2012-11-19 Lacuna Coil + This Is She

19 listopada 2012 w warszawskim klubie Progresja odbył się długo wyczekiwany przez wszystkich fanów gotyckiego metalu, koncert włoskiej grupy Lacuna Coil.

Był to, jak dotąd pierwszy i jedyny koncert tej mediolańskiej kapeli w naszym kraju i muszę przysznać, że czekałem nań, jak dziecko na „pierwszą gwiazdkę” podczas wieczoru wigilijnego. Pamiętam jeszcze rok 2001, kiedy to Lacuna miała gościć w warszawskiej Stodole. Niestety, pech chciał, że ów koncert został odwołany i zbólem serca musiałem obejść się smakiem.
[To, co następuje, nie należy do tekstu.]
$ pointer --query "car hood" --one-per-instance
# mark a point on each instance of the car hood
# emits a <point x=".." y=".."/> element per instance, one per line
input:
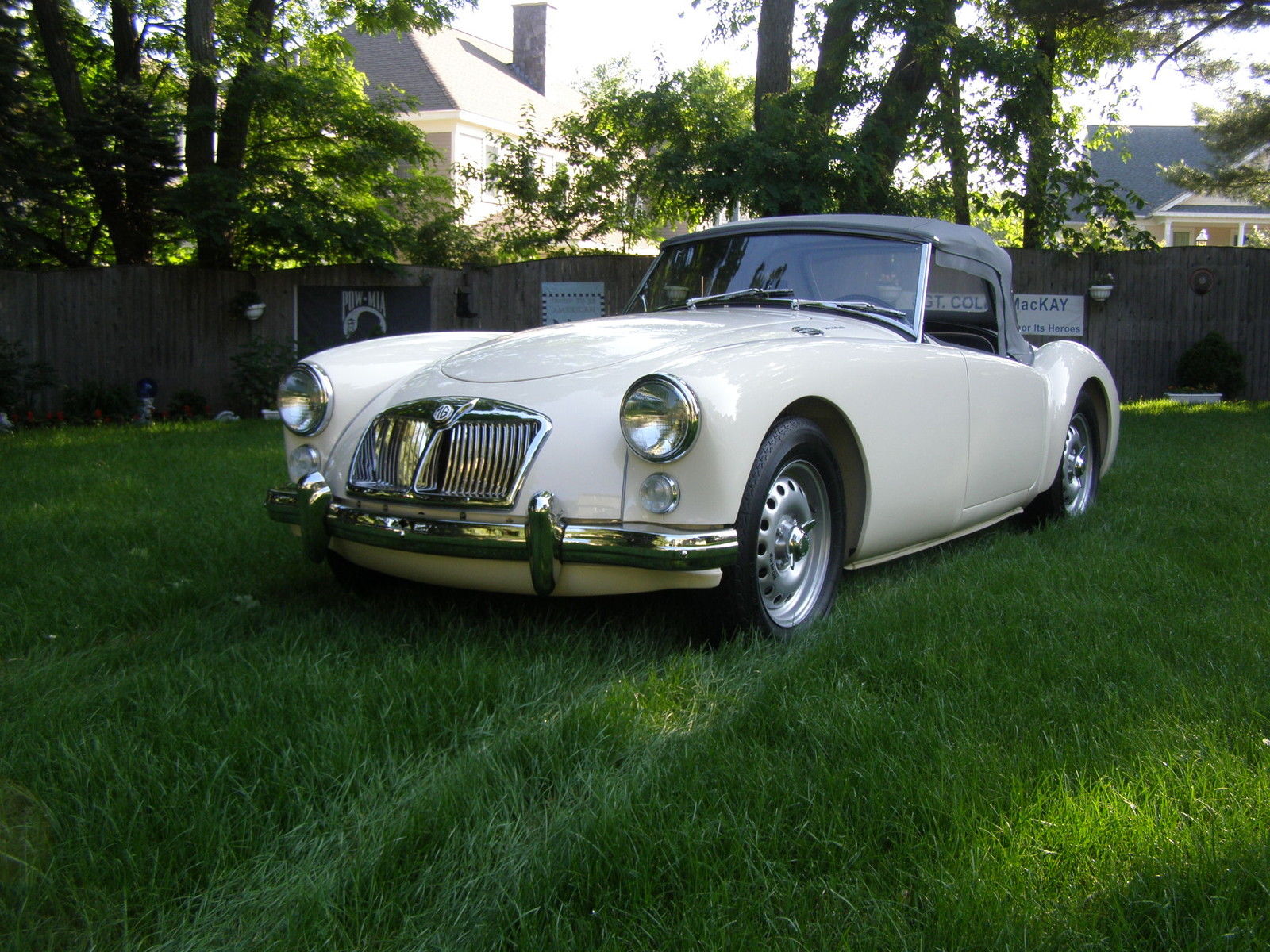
<point x="594" y="344"/>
Kiedy więc po przeszło 10 latach oczekiwań nadarzyła się okazja, aby zobaczyć i usłyszeć zespół na żywo, nie mogło mnie tam zabraknąć.

Jako support przed gwiazdą wystąpili „This Is She” w składzie Alana Grace [Wokal], Christian Paul Meadows [Gitara], Ryan Folden [Perkusja]. Był to mój pierwszy kontakt z tą amerykańską kapelą i muszę przyznać, że wrażenia mam bardzo pozytywne. Dość ciekawy wokal oprawiony energetyczną nutą z pogranicza pop rocka, metalu i… dubstepu…tak właśnie. Mieszanka oryginalna i całkowicie oddająca wizerunek grupy. Jak dla mnie This Is She ma potencjał i trzymam kciuki za ich dalszy rozwój.

Po około 40 minutowym występie przyszedł czas na wymianę zastawy i podanie dania głównego. Wśród oparów kolorowego dymu na scenie w towarzystwie charyzmatycznego Andrei Ferro pojawiła się „Hottest Chick In Metal 2010”, czyli Cristina Scabbia rozpoczynając koncert.

Choć trasa koncertowa promuje najnowszy krążek zespołu „Dark Adrenaline”, to przeszło dwugodzinny występ obfitował w utwory prawie ze wszystkich do tej pory wydanych albumów. Był to według mnie strzał w dziesiątkę, który gwarantował, że żaden z przybyłych fanów nie mógł wyjść z koncertu  nieusatysfakcjonowany. Mogliśmy więc usłyszeć m.in. „Trip The darkness”, Kill the Light”, „Give Me Something More”, „Entwinted”, „Survive”, „Senzafine”, „Heaven`s a Lie”, „Comalies”, „To the Edge”, i wiele innych. Perełką jak dla mnie był również utwór rozpoczynający pierwszą EP`kę zespołu (wydaną w 1999) czyli „No Need to Explain”.

Dość ciekawym akcentem wieczoru była również część akustyczna koncertu, w której można było usłyszeć znane kawałki w nieco spokojniejszych aranżacjach – ” End of Time”, „Falling”, „I won`t Tell You”.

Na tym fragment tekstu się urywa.